De ministers gaven opdracht tot de verkenning omdat er signalen waren dat slachtoffers en getuigen geen aangifte deden uit angst voor represailles wanneer hun identiteit en persoonsgegevens bij de verdachte bekend worden. Uit het rapport ‘Anonimiteit in het strafproces’ blijkt inderdaad dat gemiddeld 13 procent van de slachtoffers en getuigen om deze reden geen aangifte doen. De ministers vinden dit onwenselijk. Tegelijk mag het ook niet zo zijn dat veroordelingen worden gebaseerd op oncontroleerbare verklaringen, met alle risico’s van dien. Als uitgangspunt geldt daarom dat aangiftes en getuigenverklaringen zoveel mogelijk op naam moeten worden gedaan. Op basis van de basisprincipes van het Nederlandse strafproces en de internationale beginselen van “fair trial”, zullen (verklaringen van) anonieme getuigen uitzondering blijven. Maar zolang de betrouwbaarheid van verklaringen van aangevers en getuigen op enigerlei kan worden getoetst, is het goed en belangrijk om beschermende maatregelen te treffen wanneer dat nodig is. De ministers nemen de volgende maatregelen:
- Identificatienummer: De naam en adresgegevens van de aangever zijn wettelijk niet vereist voor het opnemen van een aangifte. Wel moet de aangifte worden ondertekend en de aangever herleidbaar zijn. In 2009 start een pilot met het doen van aangifte onder nummer zodat, in ieder geval in het begin van het opsporingsonderzoek, naam en adresgegevens beter beschermd kunnen worden.
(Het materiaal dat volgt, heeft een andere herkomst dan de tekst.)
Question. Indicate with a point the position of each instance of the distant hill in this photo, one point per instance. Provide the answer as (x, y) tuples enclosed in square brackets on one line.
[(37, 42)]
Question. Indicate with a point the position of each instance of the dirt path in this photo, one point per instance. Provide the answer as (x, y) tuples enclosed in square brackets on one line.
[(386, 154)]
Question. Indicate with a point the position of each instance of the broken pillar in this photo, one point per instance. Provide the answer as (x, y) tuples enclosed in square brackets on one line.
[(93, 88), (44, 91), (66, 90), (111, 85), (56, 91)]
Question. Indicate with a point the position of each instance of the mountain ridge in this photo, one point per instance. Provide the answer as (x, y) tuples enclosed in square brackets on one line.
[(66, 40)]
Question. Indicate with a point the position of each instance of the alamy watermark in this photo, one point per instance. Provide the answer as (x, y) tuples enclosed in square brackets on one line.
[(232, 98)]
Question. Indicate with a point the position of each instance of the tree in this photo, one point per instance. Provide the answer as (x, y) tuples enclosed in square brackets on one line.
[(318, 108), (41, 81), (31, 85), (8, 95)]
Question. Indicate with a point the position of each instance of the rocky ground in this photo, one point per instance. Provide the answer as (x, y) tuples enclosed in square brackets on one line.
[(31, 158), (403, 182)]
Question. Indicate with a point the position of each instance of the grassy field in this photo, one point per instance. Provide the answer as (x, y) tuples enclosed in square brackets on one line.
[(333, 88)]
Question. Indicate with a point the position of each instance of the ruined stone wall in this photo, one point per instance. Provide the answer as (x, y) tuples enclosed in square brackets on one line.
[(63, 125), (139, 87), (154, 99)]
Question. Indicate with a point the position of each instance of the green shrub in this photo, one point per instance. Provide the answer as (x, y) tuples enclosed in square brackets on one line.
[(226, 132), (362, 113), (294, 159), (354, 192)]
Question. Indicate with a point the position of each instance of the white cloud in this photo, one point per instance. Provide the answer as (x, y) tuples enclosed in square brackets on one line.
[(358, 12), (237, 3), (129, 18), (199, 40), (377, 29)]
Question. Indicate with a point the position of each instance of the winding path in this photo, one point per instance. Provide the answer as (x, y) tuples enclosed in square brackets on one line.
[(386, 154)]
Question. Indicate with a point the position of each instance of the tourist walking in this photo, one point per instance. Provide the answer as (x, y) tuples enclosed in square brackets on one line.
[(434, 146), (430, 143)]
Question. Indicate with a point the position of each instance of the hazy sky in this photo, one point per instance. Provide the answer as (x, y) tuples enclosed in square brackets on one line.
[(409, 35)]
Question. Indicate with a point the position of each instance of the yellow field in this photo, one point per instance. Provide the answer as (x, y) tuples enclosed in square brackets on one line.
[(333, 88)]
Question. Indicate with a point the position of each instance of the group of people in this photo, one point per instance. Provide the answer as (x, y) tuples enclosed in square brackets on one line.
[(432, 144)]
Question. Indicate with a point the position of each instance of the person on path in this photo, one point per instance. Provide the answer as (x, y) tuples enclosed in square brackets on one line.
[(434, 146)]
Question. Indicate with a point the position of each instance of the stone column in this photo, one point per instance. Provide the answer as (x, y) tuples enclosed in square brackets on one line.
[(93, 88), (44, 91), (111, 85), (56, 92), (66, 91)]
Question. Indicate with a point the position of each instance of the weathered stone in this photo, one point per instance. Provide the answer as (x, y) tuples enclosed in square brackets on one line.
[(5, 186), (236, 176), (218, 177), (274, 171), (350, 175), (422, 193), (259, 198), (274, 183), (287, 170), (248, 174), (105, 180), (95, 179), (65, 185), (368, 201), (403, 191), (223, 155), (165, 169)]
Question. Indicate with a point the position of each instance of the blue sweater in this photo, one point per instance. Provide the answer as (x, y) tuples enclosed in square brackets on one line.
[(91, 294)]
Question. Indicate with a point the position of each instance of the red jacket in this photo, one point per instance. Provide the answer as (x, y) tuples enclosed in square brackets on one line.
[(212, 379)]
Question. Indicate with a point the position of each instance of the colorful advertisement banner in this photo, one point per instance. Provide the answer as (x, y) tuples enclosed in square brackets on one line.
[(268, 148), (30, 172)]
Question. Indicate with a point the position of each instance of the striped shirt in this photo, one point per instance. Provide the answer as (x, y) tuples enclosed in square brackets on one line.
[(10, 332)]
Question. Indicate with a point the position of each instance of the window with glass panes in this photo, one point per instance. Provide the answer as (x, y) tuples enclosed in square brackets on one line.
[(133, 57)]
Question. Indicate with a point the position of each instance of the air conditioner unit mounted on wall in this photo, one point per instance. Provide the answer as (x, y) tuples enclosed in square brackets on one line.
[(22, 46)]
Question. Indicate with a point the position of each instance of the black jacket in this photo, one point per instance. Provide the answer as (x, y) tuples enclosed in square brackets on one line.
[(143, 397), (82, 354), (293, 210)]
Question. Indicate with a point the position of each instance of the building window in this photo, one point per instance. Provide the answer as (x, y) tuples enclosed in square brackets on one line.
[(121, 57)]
- Domiciliekeuze: Wanneer het woonadres van het slachtoffer of de getuige niet relevant is voor de bewijsvoering in het strafproces, zullen vaker persoonlijke gegevens moeten kunnen worden afgeschermd door gebruik te maken van domiciliekeuze (bijvoorbeeld op het adres van het politiebureau). Bekeken wordt op welke wijze de registratiesystemen van de politie hiervoor aangepast moeten worden, zodat meerdere adressen (afgeschermd) aan één persoon kunnen worden gekoppeld.
- Handleiding en werkwijzen: In overleg met het College van procureurs-generaal zal worden bekeken op welke wijze de “Handleiding opnemen (deels) anonieme aangifte/verklaring” kan worden aangepast, zodat de mogelijkheden van deze regeling beter kunnen worden benut.
- Werkgevers: Vanuit het beginsel van ‘goed werkgeverschap’ hebben werkgevers met een publieke taak bij agressie en geweld tegen hun werknemers een tweeledige verantwoordelijkheid om aangifte te doen. Namelijk om het uitoefenen van de publieke taak te beschermen én om hun werknemer te beschermen. Minister Ter Horst zal de deze werkgevers daarom wijzen op hun eigen verantwoordelijkheid om aangifte te doen. Zij verwacht dat de overheid hierin een voorbeeldfunctie zal vervullen.
De ministers schrijven dat bij strafbare feiten waarbij slachtoffer en dader elkaar kennen (bijvoorbeeld bij huiselijk geweld), of waarbij de persoonlijke gegevens van de aangever relevant zijn voor het strafdossier, anonimiteit geen oplossing is. Hier zullen de slachtoffers en getuigen op een andere wijze moeten worden beschermd. Het rapport biedt hiervoor voldoende handvatten.